President George Washington sought friendly dealings with them. In 1799, Dartmouth College established loans to educate Cherokee youth. Later, they adopted the American settlers' methods of agriculture. They built log cabins for themselves. The Cherokee Chief Sequoyah (George Guess) invented a system for writing the Cherokee language and almost the entire tribe became literate. The tribe adopted a written constitution. They started a newspaper, The Cherokee Phoenix.
Under Chief Junaluska, the Cherokee proved valuable to President Andrew Jackson in the Battle of Horseshoe Bend.
But pressures from the white settlers grew greater. Despite protests from many of the Cherokee, as well as from prominent white leaders of the day, the Cherokee were at last forced by President Jackson to move westward, leaving their land behind. While some members had signed the treaty of New Echota, agreeing on the move, others remained opposed. This issue split the Cherokee nation in two.
The Cherokee were gathered up and placed in forts (called stockades then), waiting to begin their sad journey. Some of these were located in western North Carolina - a large one at Murphy and a smaller one at what would become Hayesville.
The movement of the Indians westward was aptly called The Trail of Tears. On that long journey to Oklahoma, 25% of the Cherokee people died from disease and exposure. The summer of 1838 was extremely dry and certain river routes could not be used for passage. The Cherokee were given rations of flour and salt pork and many grew ill from the unaccustomed food. Epidemics of measles and cholera took many of their children.
In our area of the mountains, several hundred Indians escaped and settled in the place now known as Cherokee, North Carolina. Their number has increased to the thousands. At the Oconaluftee Indian Village, some of them keep alive the culture of their ancestors. It is a culture that has all but disappeared elsewhere.
- Source: J.D. Lewis - Little
As of the census of 2000, there were 8,775 people, 3,847 households, and 2,727 families residing in the county. The population density was 41 people per square mile (16/km²). There were 5,425 housing units at an average density of 25 per square mile (10/km²). The racial makeup of the county was 98.01% White, 0.80% Black or African American, 0.33% Native American, 0.09% Asian, 0.07% Pacific Islander, 0.15% from other races, and 0.56% from two or more races. 0.83% of the population were Hispanic or Latino of any race.

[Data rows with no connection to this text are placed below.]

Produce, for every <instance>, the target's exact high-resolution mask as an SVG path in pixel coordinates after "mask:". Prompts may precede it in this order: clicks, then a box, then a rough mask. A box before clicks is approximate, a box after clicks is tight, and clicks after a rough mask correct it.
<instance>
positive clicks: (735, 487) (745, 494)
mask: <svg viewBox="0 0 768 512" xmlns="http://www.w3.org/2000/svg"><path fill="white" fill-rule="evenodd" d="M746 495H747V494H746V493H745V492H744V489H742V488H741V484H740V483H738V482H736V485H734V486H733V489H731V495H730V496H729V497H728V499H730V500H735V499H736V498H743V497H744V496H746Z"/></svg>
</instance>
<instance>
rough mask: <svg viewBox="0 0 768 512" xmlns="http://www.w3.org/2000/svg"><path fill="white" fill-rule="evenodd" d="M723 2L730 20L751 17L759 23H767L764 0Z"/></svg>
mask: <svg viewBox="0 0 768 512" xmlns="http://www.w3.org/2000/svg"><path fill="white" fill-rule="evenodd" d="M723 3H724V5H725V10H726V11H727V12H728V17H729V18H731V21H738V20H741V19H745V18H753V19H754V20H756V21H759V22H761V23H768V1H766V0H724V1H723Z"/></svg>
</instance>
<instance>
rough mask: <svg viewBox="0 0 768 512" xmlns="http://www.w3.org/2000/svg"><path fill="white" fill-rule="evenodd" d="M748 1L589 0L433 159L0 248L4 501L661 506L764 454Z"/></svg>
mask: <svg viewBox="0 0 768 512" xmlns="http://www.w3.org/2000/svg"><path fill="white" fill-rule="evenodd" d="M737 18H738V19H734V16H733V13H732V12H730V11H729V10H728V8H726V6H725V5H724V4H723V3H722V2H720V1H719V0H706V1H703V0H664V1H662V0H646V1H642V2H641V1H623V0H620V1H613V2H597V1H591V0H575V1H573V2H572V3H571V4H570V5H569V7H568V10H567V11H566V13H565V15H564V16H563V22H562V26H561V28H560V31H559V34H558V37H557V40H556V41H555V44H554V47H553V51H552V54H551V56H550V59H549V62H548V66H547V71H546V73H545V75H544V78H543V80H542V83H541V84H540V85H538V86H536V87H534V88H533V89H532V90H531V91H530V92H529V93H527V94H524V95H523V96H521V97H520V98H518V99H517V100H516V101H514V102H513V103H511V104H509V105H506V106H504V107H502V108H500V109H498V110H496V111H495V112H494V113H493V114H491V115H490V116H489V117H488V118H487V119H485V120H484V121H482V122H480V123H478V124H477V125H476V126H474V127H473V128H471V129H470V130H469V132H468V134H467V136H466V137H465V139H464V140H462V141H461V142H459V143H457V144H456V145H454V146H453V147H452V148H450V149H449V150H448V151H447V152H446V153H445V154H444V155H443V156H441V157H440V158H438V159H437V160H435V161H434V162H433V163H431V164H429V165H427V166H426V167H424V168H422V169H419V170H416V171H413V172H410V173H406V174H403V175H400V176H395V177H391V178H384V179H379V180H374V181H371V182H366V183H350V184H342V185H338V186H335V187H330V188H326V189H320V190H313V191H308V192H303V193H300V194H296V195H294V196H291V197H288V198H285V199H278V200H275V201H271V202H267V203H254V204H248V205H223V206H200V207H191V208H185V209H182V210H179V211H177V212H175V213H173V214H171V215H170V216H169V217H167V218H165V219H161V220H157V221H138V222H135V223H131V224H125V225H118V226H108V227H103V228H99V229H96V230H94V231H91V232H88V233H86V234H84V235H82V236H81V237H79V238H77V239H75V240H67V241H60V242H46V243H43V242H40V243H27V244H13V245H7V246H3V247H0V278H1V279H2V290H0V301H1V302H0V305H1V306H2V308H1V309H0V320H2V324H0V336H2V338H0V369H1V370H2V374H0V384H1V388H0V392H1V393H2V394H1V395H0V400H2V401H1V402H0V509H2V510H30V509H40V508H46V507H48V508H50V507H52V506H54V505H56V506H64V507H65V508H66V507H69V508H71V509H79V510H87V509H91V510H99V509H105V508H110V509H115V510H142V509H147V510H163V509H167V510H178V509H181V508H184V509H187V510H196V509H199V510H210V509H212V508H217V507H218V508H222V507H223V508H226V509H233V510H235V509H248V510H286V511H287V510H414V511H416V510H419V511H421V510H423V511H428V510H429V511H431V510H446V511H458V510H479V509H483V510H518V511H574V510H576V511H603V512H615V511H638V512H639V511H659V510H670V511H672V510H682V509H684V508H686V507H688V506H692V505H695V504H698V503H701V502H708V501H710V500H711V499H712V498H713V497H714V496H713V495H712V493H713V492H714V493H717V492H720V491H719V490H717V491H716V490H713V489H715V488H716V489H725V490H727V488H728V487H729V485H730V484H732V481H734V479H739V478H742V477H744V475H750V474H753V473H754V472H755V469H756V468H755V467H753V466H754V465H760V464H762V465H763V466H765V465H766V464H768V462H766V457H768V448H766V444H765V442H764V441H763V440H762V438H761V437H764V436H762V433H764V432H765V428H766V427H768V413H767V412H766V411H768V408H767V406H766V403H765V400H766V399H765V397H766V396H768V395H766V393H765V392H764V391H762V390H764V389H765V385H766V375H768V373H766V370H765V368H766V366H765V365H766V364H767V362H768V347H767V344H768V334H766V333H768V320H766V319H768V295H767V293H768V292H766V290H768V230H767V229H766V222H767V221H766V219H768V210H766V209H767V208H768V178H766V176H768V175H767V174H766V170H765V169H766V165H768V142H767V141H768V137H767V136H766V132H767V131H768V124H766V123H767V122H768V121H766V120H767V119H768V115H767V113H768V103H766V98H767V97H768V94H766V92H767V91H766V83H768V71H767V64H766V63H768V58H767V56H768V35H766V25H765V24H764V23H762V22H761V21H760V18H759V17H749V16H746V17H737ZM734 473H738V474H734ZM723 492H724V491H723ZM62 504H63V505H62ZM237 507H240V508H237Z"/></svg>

There were 3,847 households out of which 23.50% had children under the age of 18 living with them, 59.80% were married couples living together, 7.50% had a female householder with no husband present, and 29.10% were non-families. 26.30% of all households were made up of individuals and 14.40% had someone living alone who was 65 years of age or older. The average household size was 2.25 and the average family size was 2.68.
In the county the population was spread out with 18.60% under the age of 18, 6.20% from 18 to 24, 22.80% from 25 to 44, 29.80% from 45 to 64, and 22.70% who were 65 years of age or older. The median age was 47 years. For every 100 females there were 94.90 males. For every 100 females age 18 and over, there were 91.40 males.
The median income for a household in the county was $31,397, and the median income for a family was $38,264. Males had a median income of $29,677 versus $19,529 for females. The per capita income for the county was $18,221. About 7.80% of families and 11.40% of the population were below the poverty line, including 14.60% of those under age 18 and 13.00% of those age 65 or over.